Le Ong interrompono il film dopo pochi minuti

Due giorni fa, infatti, Severgnini invitato al “Festival del cinema dei diritti umani” di Napoli per proiettare il suo film, “L’Urlo”. La proiezione, però, come raccontato dallo stesso Severgnini intervistato da “l’antidiplomatico”, “è stata interrotta dopo soli 20 minuti” per “l’intervento di alcuni personaggi attivi nelle cosiddette Ong. Che hanno imposto ai tecnici la sospensione della proiezione e, afferrato un microfono, in chiaro stato di alterazione, hanno preso ad accusare i contenuti del film (per altro espressi dai migranti-schiavi in Libia) e il regista”. Severgnini afferma che “lo squadrismo dei buonisti interrompe la proiezione del film a Napoli”, spiegando che il film “è il risultato di un ricerca che dura ormai da 4 anni in diretto contatto con le fonti primarie in Libia, il che significa i cittadini libici e i cosiddetti migranti-schiavi”.

I clandestini dalla Libia vogliono solo tornare a casa e non per mare

Punto centrale del documentario è che i migranti-schiavi “intrappolati” e sfruttati in Libia, “non ci pensano nemmeno a venire in Europa” rischiando la vita su imbarcazioni di fortuna, ma “vogliono tornare a casa” e questa, per Severgnini, è “la verità che nessuno vuole ammettere”. “E non è così irragionevole voler tornare a casa – spiega il regista -. Perché se si sono spostati verso la Libia, non è perché stavano nel dilemma ‘o Europa o morte’, come vogliono farci credere le Ong, ma semplicemente perché ingannati, perché qualcuno gli ha promesso qualcosa di vantaggioso che poi non si è verificato”. Finendo poi per essere “schiavi in Libia” che “mai raggiungeranno l’Europa”.

Rizzo: fa pensare che proprio le Ong abbiano fatto questo gesto violento

Ecco perché, sottolinea, vogliono essere “riportati a casa” dalle loro famiglie”. Solo che “i voli di evacuazione non vengono facilmente autorizzati dalle autorità di Tripoli, perché se si svuotasse la Tripolitania di migranti-schiavi si fermerebbe l’economia”. All’AdnKronos Rizzo commenta: “La vicenda dei lager in Libia è abbastanza nota, non l’ha scoperta solo Severgnini, ci sono molte testimonianze. E’ un tema assolutamente da approfondire. Ma il fatto che con un film si ponga la questione e il film venga interrotto proprio da quelli che sono in collegamento o direttamente dalle Ong, fa pensare”. Nel suo racconto Severgnini spiega di essere stato invitato al festival dal direttore Maurizio Del Bufalo.

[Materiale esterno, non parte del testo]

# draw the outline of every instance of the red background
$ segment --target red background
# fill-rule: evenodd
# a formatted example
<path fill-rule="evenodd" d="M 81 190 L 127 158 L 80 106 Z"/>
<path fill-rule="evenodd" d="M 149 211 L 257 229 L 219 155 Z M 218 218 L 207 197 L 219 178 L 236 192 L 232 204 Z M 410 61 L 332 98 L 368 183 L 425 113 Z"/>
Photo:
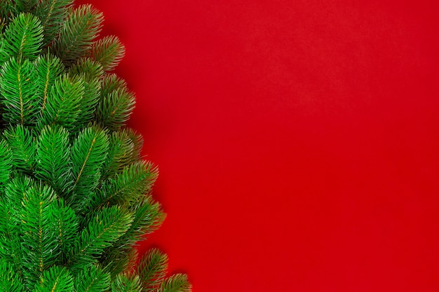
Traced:
<path fill-rule="evenodd" d="M 439 291 L 435 1 L 85 2 L 160 167 L 141 252 L 194 292 Z"/>

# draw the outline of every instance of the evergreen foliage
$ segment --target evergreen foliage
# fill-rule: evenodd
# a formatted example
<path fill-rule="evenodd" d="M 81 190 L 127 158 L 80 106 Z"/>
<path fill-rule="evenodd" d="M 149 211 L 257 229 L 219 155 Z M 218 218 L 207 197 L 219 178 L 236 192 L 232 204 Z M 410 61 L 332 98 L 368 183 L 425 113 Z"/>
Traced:
<path fill-rule="evenodd" d="M 165 218 L 126 127 L 125 48 L 73 0 L 0 1 L 0 291 L 187 292 L 136 242 Z"/>

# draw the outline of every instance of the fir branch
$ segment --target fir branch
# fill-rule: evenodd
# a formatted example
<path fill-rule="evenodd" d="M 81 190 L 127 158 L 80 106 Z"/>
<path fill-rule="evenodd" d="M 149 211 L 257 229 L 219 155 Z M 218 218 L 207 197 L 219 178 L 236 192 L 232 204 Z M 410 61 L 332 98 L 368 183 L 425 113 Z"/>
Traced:
<path fill-rule="evenodd" d="M 46 186 L 27 190 L 20 210 L 24 274 L 27 286 L 36 282 L 43 272 L 57 263 L 60 253 L 52 214 L 55 193 Z"/>
<path fill-rule="evenodd" d="M 119 88 L 102 97 L 96 113 L 98 123 L 111 130 L 124 126 L 135 104 L 134 94 L 126 88 Z"/>
<path fill-rule="evenodd" d="M 38 139 L 35 176 L 46 181 L 62 197 L 73 183 L 69 132 L 62 127 L 46 126 Z"/>
<path fill-rule="evenodd" d="M 71 76 L 81 76 L 87 81 L 100 79 L 104 75 L 102 65 L 90 58 L 81 58 L 69 69 Z"/>
<path fill-rule="evenodd" d="M 84 129 L 72 146 L 74 185 L 69 202 L 76 210 L 86 205 L 100 178 L 101 166 L 108 151 L 108 137 L 96 127 Z"/>
<path fill-rule="evenodd" d="M 124 168 L 123 171 L 102 183 L 97 197 L 100 204 L 130 204 L 137 202 L 151 190 L 156 181 L 158 169 L 151 162 L 140 161 Z"/>
<path fill-rule="evenodd" d="M 22 292 L 22 280 L 15 271 L 14 267 L 0 258 L 0 291 Z"/>
<path fill-rule="evenodd" d="M 126 130 L 113 132 L 109 137 L 109 149 L 102 165 L 102 179 L 121 172 L 126 166 L 134 163 L 134 143 Z"/>
<path fill-rule="evenodd" d="M 104 249 L 126 232 L 132 221 L 133 215 L 117 207 L 97 211 L 76 239 L 68 263 L 70 268 L 79 272 L 95 263 Z"/>
<path fill-rule="evenodd" d="M 135 160 L 142 160 L 142 148 L 143 147 L 143 137 L 134 129 L 124 129 L 123 131 L 131 138 L 134 148 L 131 154 L 131 159 Z"/>
<path fill-rule="evenodd" d="M 69 17 L 53 43 L 55 53 L 68 64 L 85 56 L 101 30 L 103 19 L 102 13 L 90 5 L 69 9 Z"/>
<path fill-rule="evenodd" d="M 11 212 L 20 214 L 22 208 L 22 202 L 27 200 L 26 193 L 28 190 L 36 186 L 35 181 L 30 176 L 15 174 L 5 188 L 5 197 L 11 203 Z"/>
<path fill-rule="evenodd" d="M 118 88 L 126 88 L 126 82 L 114 74 L 104 75 L 102 80 L 101 90 L 100 92 L 100 99 L 107 97 L 110 92 Z"/>
<path fill-rule="evenodd" d="M 83 96 L 84 83 L 81 78 L 63 75 L 55 79 L 47 95 L 39 127 L 59 125 L 69 130 L 75 128 Z"/>
<path fill-rule="evenodd" d="M 60 59 L 50 54 L 39 56 L 34 64 L 38 74 L 38 95 L 43 98 L 41 111 L 43 115 L 50 88 L 63 72 L 64 64 Z"/>
<path fill-rule="evenodd" d="M 107 36 L 93 43 L 90 55 L 102 64 L 104 71 L 112 71 L 125 55 L 125 47 L 117 36 Z"/>
<path fill-rule="evenodd" d="M 190 292 L 191 289 L 187 276 L 184 274 L 175 274 L 165 279 L 157 292 Z"/>
<path fill-rule="evenodd" d="M 137 251 L 135 249 L 119 250 L 114 253 L 109 253 L 109 249 L 113 250 L 112 247 L 107 248 L 100 262 L 110 273 L 112 279 L 114 279 L 121 273 L 134 270 L 137 258 Z"/>
<path fill-rule="evenodd" d="M 70 76 L 80 76 L 84 81 L 84 95 L 79 106 L 76 130 L 93 120 L 100 90 L 100 79 L 104 74 L 102 65 L 88 58 L 80 59 L 69 70 Z"/>
<path fill-rule="evenodd" d="M 56 240 L 61 249 L 62 258 L 60 263 L 65 263 L 67 255 L 74 246 L 75 239 L 78 236 L 79 222 L 74 211 L 67 206 L 62 200 L 53 202 L 53 222 L 55 223 L 53 230 L 55 230 Z"/>
<path fill-rule="evenodd" d="M 20 13 L 22 12 L 32 12 L 36 6 L 39 0 L 15 0 L 14 1 L 15 3 L 15 12 Z"/>
<path fill-rule="evenodd" d="M 102 292 L 110 288 L 109 272 L 97 265 L 81 270 L 74 281 L 75 292 Z"/>
<path fill-rule="evenodd" d="M 12 170 L 12 151 L 4 139 L 0 140 L 0 191 L 9 181 Z"/>
<path fill-rule="evenodd" d="M 151 249 L 142 257 L 137 274 L 144 283 L 145 291 L 153 291 L 160 286 L 166 275 L 168 256 L 158 249 Z"/>
<path fill-rule="evenodd" d="M 112 292 L 142 292 L 142 283 L 138 276 L 118 274 L 112 284 Z"/>
<path fill-rule="evenodd" d="M 17 274 L 22 274 L 22 250 L 16 206 L 0 198 L 0 259 L 7 262 Z M 0 279 L 1 280 L 1 279 Z"/>
<path fill-rule="evenodd" d="M 19 63 L 25 58 L 35 59 L 41 50 L 43 27 L 30 13 L 21 13 L 13 19 L 4 34 L 4 50 Z"/>
<path fill-rule="evenodd" d="M 46 270 L 33 292 L 73 292 L 73 277 L 65 267 L 53 266 Z"/>
<path fill-rule="evenodd" d="M 36 148 L 32 130 L 17 125 L 7 128 L 3 134 L 12 151 L 12 164 L 15 169 L 32 174 L 35 167 Z"/>
<path fill-rule="evenodd" d="M 16 125 L 32 125 L 37 118 L 39 100 L 35 92 L 36 71 L 25 60 L 21 64 L 11 58 L 0 71 L 0 94 L 4 106 L 3 119 Z"/>
<path fill-rule="evenodd" d="M 58 34 L 74 0 L 40 0 L 34 14 L 44 29 L 44 43 L 52 41 Z"/>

Molti clandestini accusano apertamente le Ong

Ma “la serata a tema era un’apoteosi celebrativa del diritto al salvataggio (come lo chiamano loro) o del diritto alla circonvenzione (come lo chiamo io), alla presenza di alcuni tra i maggiori esponenti delle Ong italiane, gli ho fatto notare che il mio film non era esattamente il lavoro più indicato per questa serata. Stupefatto mi ha chiesto: ‘E perché?’. Io ho risposto: ‘Perché molti migranti in Libia che si esprimono durante il film accusano le Ong’. Sta di fatto che dopo 20 minuti di proiezione il film interrotto”.

Il “pull factor”, esiste, le Ong li attirano a imbarcarsi alle ventura

Severgnini: “A giudicare dal rumoreggiare delle prime file della sala (dove stavano seduti i responsabili delle Ong), il crescendo dell’insofferenza inizia subito. Quando un migrante in Libia afferma: ‘Ora molti qui vogliono tornare a casa, ma voi Europei piuttosto li volete spingere a rischiare la vita ancora una volta di più nel Mediterraneo’. Questa frase in realtà è una bomba nella testa di un attivista delle Ong, perché in poche e semplici parole dimostra senza possibilità di smentita che il fattore di attrazione, il pull factor esiste. Ossia è vero che i migranti-schiavi in Libia subiscono la propaganda delle Ong, attraverso i social, e sono in tal modo invitati a partire (e a rischiare la vita). Questo è uno dei punti che, qualora dimostrato (e dimostrato lo è), fa cascare tutto il castello della loro narrazione fiabesca”.

“Questo film può essere proiettato solo a CasaPound”

“In seguito all’interruzione della proiezione e ai primi insulti – prosegue il racconto di Severgnini -, uno degli organizzatori prende il microfono e cerca di spiegare che non è possibile interrompere la proiezione di un film”. Ma “il tentativo fallisce perché a questo punto anche altri esponenti delle Ong raggiungono il microfono e rincarano la dose”. E “non solo avallano e giustificano l’interruzione, ma si lasciano andare a dichiarazioni del tipo ‘tutto quello che avete sentito in questi 20 minuti è falso’ (anche quanto raccontato dai migranti-schiavi in Libia, evidentemente), ‘questo lavoro può essere proiettato solo a Casapound’”.

Padre Zanotelli benedice il linciaggio e la violenza degli squadristi delle Ong

“A benedire l’operazione di censura del film e di linciaggio del regista – conclude Severgnini – accorre anche padre Alex Zanotelli. Il quale afferma che ‘questa robaccia non può essere proiettata in questo festival’. Dopo 20 minuti ad ascoltare le accuse scomposte dei suddetti, ricevuta la notizia dagli organizzatori che non erano fisicamente in grado di riprendere il controllo della situazione, ho abbandonato la sala”. L’azione dei rappresentati delle Ong che interrompono la proiezione del film, fa dire a Rizzo che si tratta di “militanza globalista. Che finora non c’era, oggi si aggiunge anche questa”.